Verwaltungsgericht Düsseldorf Urteil, 15. Apr. 2014 - 2 K 3926/13
Gericht
Tenor
- 1.
Die Klage wird abgewiesen.
- 2.
Die Kosten des Verfahrens werden dem Kläger auferlegt.
- 3.
Das Urteil wird für vorläufig vollstreckbar ohne Sicherheitsleistung erklärt. Der Kläger darf die Vollstreckung durch Sicherheitsleistung in Höhe von 110 Prozent des auf Grund des Urteils vollstreckbaren Betrages abwenden, wenn nicht der Beklagte vor der Vollstreckung Sicherheit in Höhe von 110 Prozent des jeweils zu vollstreckenden Betrages leistet.
1
Tatbestand:
2Der Kläger stand im Polizeivollzugsdienst des beklagten Landes und war beim Landrat des Kreises O. tätig.
3Im Jahr 2007 nahm der Kläger 40 Urlaubstage in Anspruch, bevor er am 08.10.2007 dienstunfähig wurde. In den folgenden Jahren konnte er wegen ununterbrochener Krankheit keinen Urlaub mehr nehmen. Mit Ablauf des 31.07.2011 wurde er in den Ruhestand versetzt.
4Unter dem 05.09.2012 beantragte der Kläger beim Beklagten die Abgeltung seines Erholungsurlaubsanspruchs.
5Mit Bescheid vom 21.03.2013 gewährte der Landrat des Kreises O. dem Kläger die Abgeltung von 20 Urlaubstagen für das Jahr 2010 und von 11,66 Urlaubstagen für das Jahr 2011. Hingegen sei der Mindesturlaub für die Jahre 2008 und 2009 am 30.06.2010 bzw. am 30.06.2011 verfallen.
6Der Kläger hat am 22.04.2013 Klage erhoben. Er führt zur Begründung aus: Der Beklagte sei fehlerhaft vom Verfall des Mindesturlaubs für die Jahre 2007 bis 2009 ausgegangen. Da der Abgeltungsanspruch für Beamte erst durch das Urteil des Europäischen Gerichtshofes vom 03.05.2012 – C-337/10 – anerkannt worden sei, könne sein Mindesturlaub nicht vorher verfallen sein.
7Der Kläger beantragt,
8den Beklagten unter teilweiser Aufhebung des Bescheides des Landrats des Kreises O. vom 21.03.2013 zu verpflichten, ihm jeweils 20 Urlaubstage für die Jahre 2007 bis 2009 abzugelten.
9Der Beklagte beantragt,
10die Klage abzuweisen.
11Er hält an der im angegriffenen Bescheid dargelegten Berechnung der abzugeltenden Urlaubstage fest.
12Entscheidungsgründe:
13Das Urteil ergeht im Einverständnis der Beteiligten durch den Berichterstatter (§ 87a Abs. 2 und 3 VwGO).

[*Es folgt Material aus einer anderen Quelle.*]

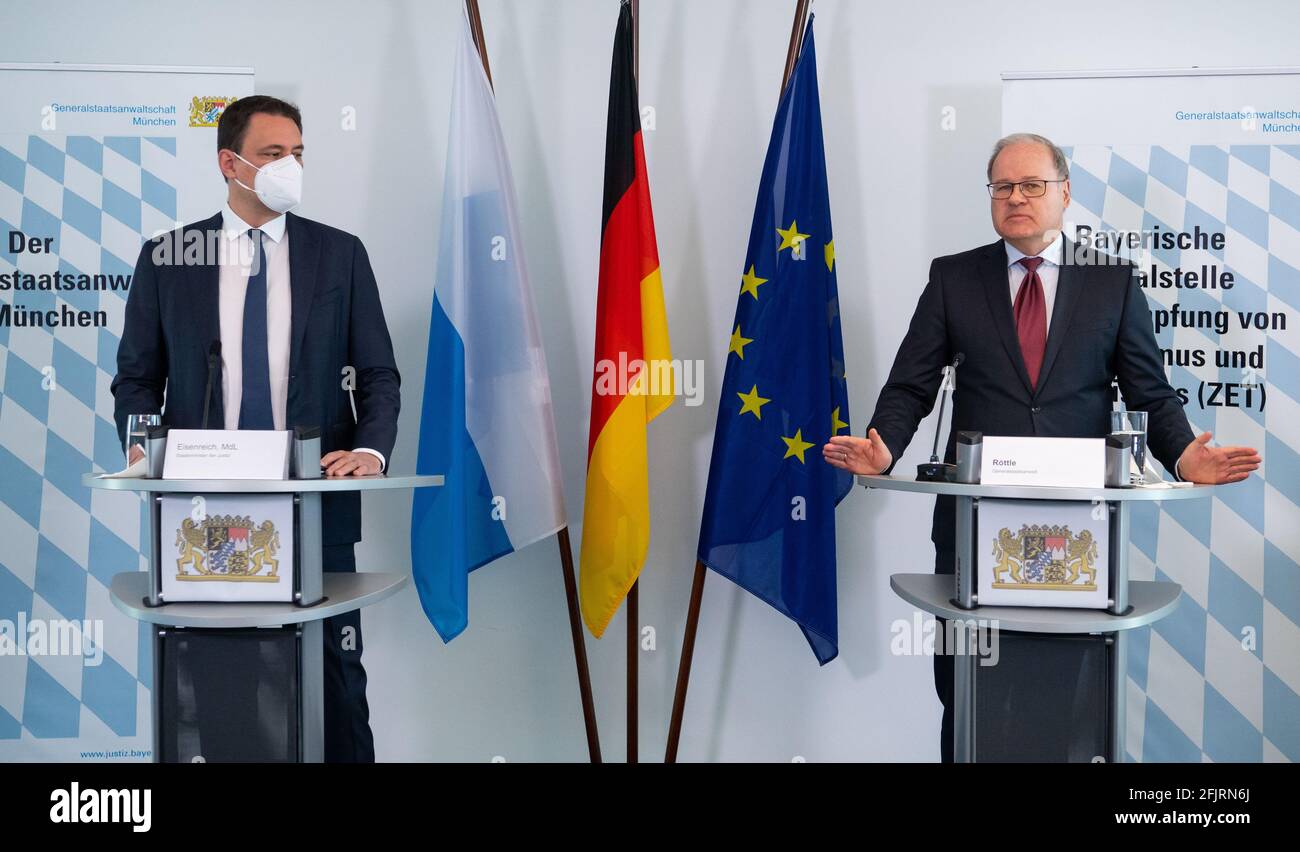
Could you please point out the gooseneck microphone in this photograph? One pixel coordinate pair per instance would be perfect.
(213, 362)
(934, 470)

14Die zulässige Klage ist unbegründet.
15Der Kläger hat keinen Anspruch auf Abgeltung von Mindesturlaub für die Jahre 2007 bis 2009.
16Zunächst besteht ein Anspruch aus § 19a Abs. 1 Satz 1 FrUrlV NRW nicht. Diese Vorschrift sieht die Abgeltung von krankheitsbedingt nicht in Anspruch genommenem Mindesturlaub vor, der bei Beendigung des Beamtenverhältnisses noch nicht verfallen ist. Dabei sind gemäß § 19a Abs. 1 Satz 5 FrUrlV NRW im Urlaubsjahr bereits gewährte Urlaubstage vom Mindesturlaubsanspruch für dieses Jahr in Abzug zu bringen, unerheblich ob diese in Abrechnung von Urlaubsansprüchen auch für andere Jahre genommen wurden.

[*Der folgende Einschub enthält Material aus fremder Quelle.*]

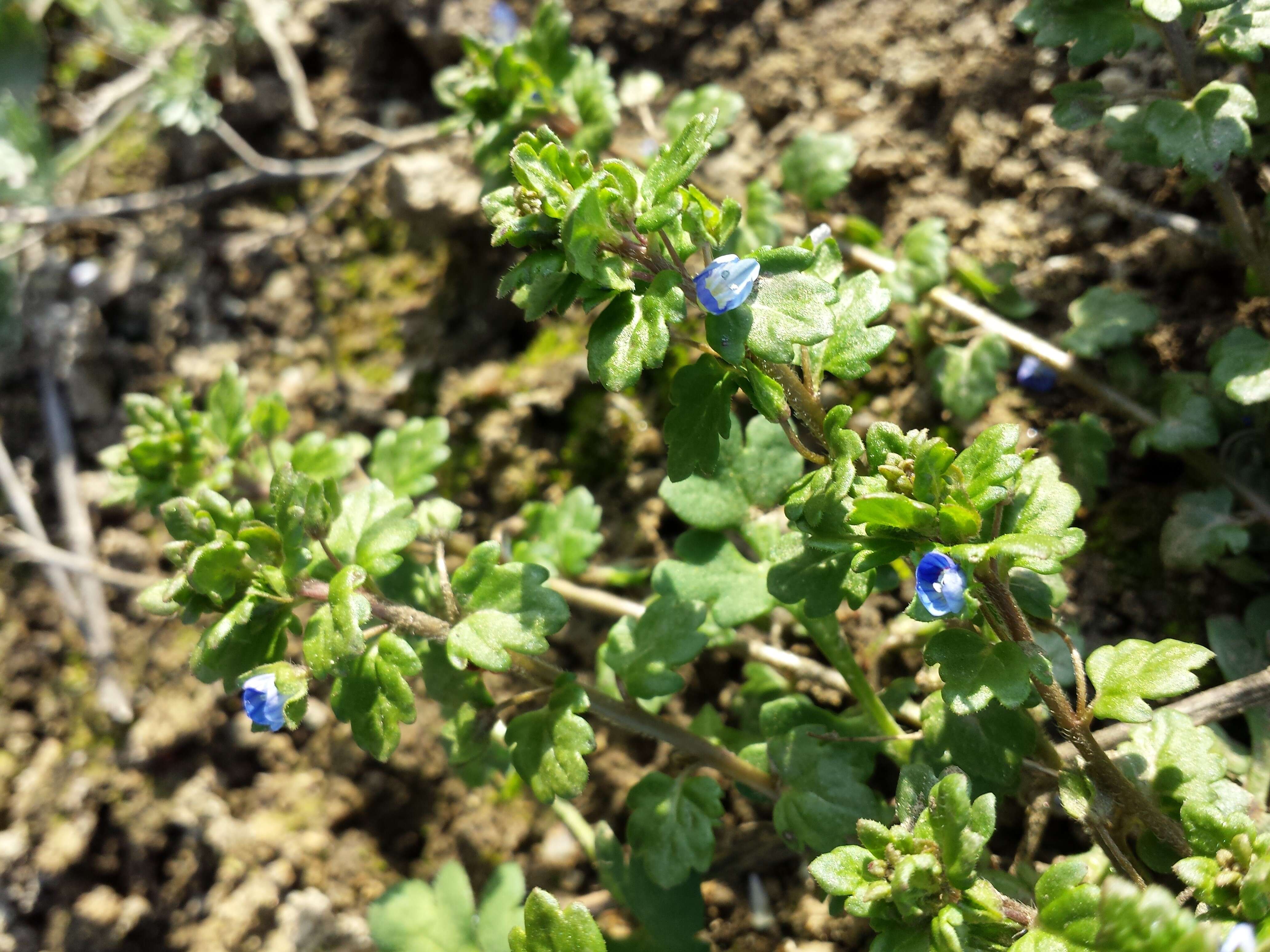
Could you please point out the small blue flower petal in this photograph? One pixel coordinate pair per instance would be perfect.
(726, 284)
(503, 23)
(1241, 938)
(263, 702)
(940, 584)
(1036, 376)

17Wendet man diese Regelungen auf den Erholungsurlaubsanspruch des Klägers an, so ergibt sich, dass der Mindesturlaub von 20 Tagen für das Jahr 2007 erschöpft ist, da der Kläger in diesem Jahr 40 Urlaubstage erhalten hat, und dass der Mindesturlaub für die Jahre 2008 und 2009 spätestens am 30.06.2010 bzw. am 30.06.2011 und damit vor der Versetzung des Klägers in den Ruhestand verfallen ist.

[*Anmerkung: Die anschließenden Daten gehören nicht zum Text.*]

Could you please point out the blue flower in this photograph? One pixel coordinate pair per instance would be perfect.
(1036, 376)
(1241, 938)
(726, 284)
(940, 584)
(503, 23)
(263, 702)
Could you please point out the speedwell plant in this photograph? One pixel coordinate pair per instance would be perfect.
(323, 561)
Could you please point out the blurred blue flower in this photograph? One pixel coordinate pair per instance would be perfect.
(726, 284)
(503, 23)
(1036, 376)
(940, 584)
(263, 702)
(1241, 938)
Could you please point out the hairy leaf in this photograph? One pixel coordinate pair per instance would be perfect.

18Dabei kann offen bleiben, ob sich der Verfall des Mindesturlaubs nach dem aktuell gültigen § 19 Abs. 2 FrUrlV NRW, nach dem bis zum 18.01.2012 gültigen § 8 Abs. 2 Satz 1 EUV NRW oder unmittelbar nach europarechtlichen Vorgaben richtet.
19Vgl. zur maßgeblichen Rechtslage OVG NRW, Beschl. v. 10.03.2014– 6 A 2680/12 –, Rn. 7-12 (zitiert nach juris).
20Gemäß § 19 Abs. 2 FrUrlV NRW verfällt Urlaub, der nicht innerhalb von 15 Monaten nach dem Ende des Urlaubsjahres in Anspruch genommen worden ist. Danach wären der Mindesturlaub für 2008 am 31.03.2010 und der Mindesturlaub für 2009 am 31.03.2011 verfallen. Gemäß § 8 Abs. 2 Satz 1 EUV NRW betrug die Frist neun Monate, so dass der Mindesturlaub für 2008 bereits am 30.09.2009 und der Mindesturlaub für 2009 am 30.09.2010 verfallen wären. Geht man davon aus, dass § 8 Abs. 2 Satz 1 EUV NRW auf den Verfall von Mindesturlaub bei dauerhaft dienstunfähigen Beamten wegen vorrangigen Europarechts nicht anwendbar ist, weil der Übertragungszeitraum die Dauer des Bezugszeitraums unterschreitet,
21vgl. EuGH, Urt. v. 22.11.2011 – C-214/10 –, Rn. 38; Urt. v. 03.05.2012 – C-337/10 –, Rn. 38-43, Tenor 4; anders OVG NRW, Beschl. v. 10.03.2014 – 6 A 2680/12 –,Rn. 13-19 (zitiert nach juris) für den Fall, dass der Beamte die Möglichkeit hatte, seinen Mindesturlaub im Bezugszeitraum zu nehmen,
22so ergäbe sich in Ermangelung einer ausreichend langen deutschen Verfallsregelung aus der unmittelbaren Anwendung des sechsten Erwägungsgrundes der Richtlinie 2003/88/EG in Verbindung mit Art. 9 Abs. 1 des Übereinkommens Nr. 132 der Internationalen Arbeitsorganisation, dass Mindesturlaub 18 Monate nach dem Ende des Urlaubsjahres verfällt, weil er nach Ablauf dieser Zeit seinen Zweck als Erholungszeit verfehlt.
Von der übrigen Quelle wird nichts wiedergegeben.